The attempt to map the damagereports data to specific station id's failed, so we had to delete our initially planned treechart and replace it with a less sophisticated linechart. At first we thought that the mapping would be possible for some of the stations, but as it turned out, the damagereports could just be mapped to a specific mechanic.
We spent quite a while developing and working on a bundled edges algorithm. While developing this algorithm, we found out, that our algorithm would just apply in a static way. To solve a problem of this weight dynamically we just had to less time.
Implementation
The Map-View
At the moment we've got an interactive map which shows us all the citybike stations. If you click on a station the lines between stations are drawn. These lines represent the trafficamount (represented through the
line thickness) among the stations. The terminals coloured circles illustrate the total amount of traffic at the stations. If the circle is bigger there is more traffic, if the circle is
smaller there is less traffic. The panel on the right, gives us some developer information about the dataset and will be replaced with the charts. Also it's possible to select more than
one station, this is important for our comparable charts, which will be added at a later point. To select more than one station you have to press the "CRTL"-key and hold it while clicking on a station.
The Bubblechart-View
The Bubble-Chart gets the stations-ID from the clickable map, depending on which station is selected. It shows the correlation between incoming and outgoing rides, as well as the entire usage for the chosen stations. It is also possible to see the incoming and outgoing rides for specific months through the slider under the chart. This will also change the x- and y- axis's range. The color of the bubbles are dependent of their districts and the size of the entire usage. If two stations have the same color, then they're in the same district. Also there is a mouseover-effect to see a tooltip which holds the specific details.
The Histogram-View
The histogram is a little trimmed version of the initially planned scatterplot, which should've shown the correlations between the kilometers of a driven route related to the time needed. However the bins of the histogram ( on the x-axis) are the minutes spent on the bike per ride. The y-axis shows us the amount of rides with this specific loan duration. Like the bubblechart, the histogram is affected by the month-picker. So we can look at the driven time durations for a specific month or just for the summer month.
The LineChart-View
The line chart is also affected by the monthpicker and shows the annual progress of the damage-report amounts. With this view, we'd like to point out the most common damage reports in the city bike service and in which month they appear.
TIME FOR A LIVE DEMO
Results and Analysis
The result is an interactive dashboard with different views and navigation.
The views:
Map
Bubblechart
Histogram
Linechart
Although the dashboard is working quite well, each view has some weaknesses.
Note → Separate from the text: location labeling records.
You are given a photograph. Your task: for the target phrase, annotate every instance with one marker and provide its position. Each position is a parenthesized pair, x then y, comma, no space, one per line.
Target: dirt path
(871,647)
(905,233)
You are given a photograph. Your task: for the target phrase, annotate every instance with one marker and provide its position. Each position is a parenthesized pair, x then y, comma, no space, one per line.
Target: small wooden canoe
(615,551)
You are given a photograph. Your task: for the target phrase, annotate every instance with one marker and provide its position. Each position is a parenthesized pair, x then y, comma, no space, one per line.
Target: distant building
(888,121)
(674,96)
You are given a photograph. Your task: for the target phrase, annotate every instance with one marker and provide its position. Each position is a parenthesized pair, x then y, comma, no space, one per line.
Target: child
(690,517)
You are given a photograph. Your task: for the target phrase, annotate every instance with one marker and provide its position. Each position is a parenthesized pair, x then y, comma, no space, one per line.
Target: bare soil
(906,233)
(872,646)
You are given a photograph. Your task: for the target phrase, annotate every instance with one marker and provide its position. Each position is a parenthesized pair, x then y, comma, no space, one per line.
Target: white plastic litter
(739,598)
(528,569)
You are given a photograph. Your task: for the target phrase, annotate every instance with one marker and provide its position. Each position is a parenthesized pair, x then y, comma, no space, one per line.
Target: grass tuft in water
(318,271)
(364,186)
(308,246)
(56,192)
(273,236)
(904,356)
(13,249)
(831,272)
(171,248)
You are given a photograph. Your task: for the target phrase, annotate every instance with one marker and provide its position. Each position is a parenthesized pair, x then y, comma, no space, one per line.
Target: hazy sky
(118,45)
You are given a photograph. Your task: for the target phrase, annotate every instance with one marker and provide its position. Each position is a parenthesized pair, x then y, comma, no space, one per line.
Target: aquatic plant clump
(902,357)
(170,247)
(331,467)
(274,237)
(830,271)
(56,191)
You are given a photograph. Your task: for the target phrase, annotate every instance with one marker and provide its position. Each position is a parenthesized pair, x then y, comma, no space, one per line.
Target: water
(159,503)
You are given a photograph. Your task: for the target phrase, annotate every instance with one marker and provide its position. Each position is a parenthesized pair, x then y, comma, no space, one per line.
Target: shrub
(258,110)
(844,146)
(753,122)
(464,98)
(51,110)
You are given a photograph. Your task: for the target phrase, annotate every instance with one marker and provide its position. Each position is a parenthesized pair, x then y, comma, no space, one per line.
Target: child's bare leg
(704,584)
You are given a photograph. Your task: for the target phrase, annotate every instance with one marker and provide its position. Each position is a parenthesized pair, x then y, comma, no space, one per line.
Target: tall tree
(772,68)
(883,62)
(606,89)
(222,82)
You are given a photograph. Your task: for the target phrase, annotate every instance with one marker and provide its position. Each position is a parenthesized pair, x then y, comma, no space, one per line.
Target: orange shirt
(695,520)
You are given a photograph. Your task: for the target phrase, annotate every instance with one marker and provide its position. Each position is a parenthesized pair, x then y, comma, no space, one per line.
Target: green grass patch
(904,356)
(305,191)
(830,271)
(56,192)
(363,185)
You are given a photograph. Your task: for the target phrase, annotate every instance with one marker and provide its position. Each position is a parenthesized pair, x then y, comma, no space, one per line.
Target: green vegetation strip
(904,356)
The map is sometimes a little laggy and overlay colours could confuse the user a little bit.
By drawing lines from a selected station to every other station the user has to zoom in and out to get an idea about the traffic. The month slider doesn't interact with the map.
The Bubblechart is a good tool to compare the inbound and outbound frequency for some stations. Unfortunately, we weren't able to fix the axis and as a result the bubbles are jumping around.
The Historgram shows the amount of bike rides of a specific time duration.
We had problems with the axis as well.
The damage linechart gives information about the damage amount at specific months.
Because the damage report dataset is very hard to handle, we had to fix the types of the damages.
In the dataset there are too many different damage types to let the user pick from.
The general application could use some performance fixing and refactoring. At the moment the application runs in FireFox but we haven't tested other modern browsers yet.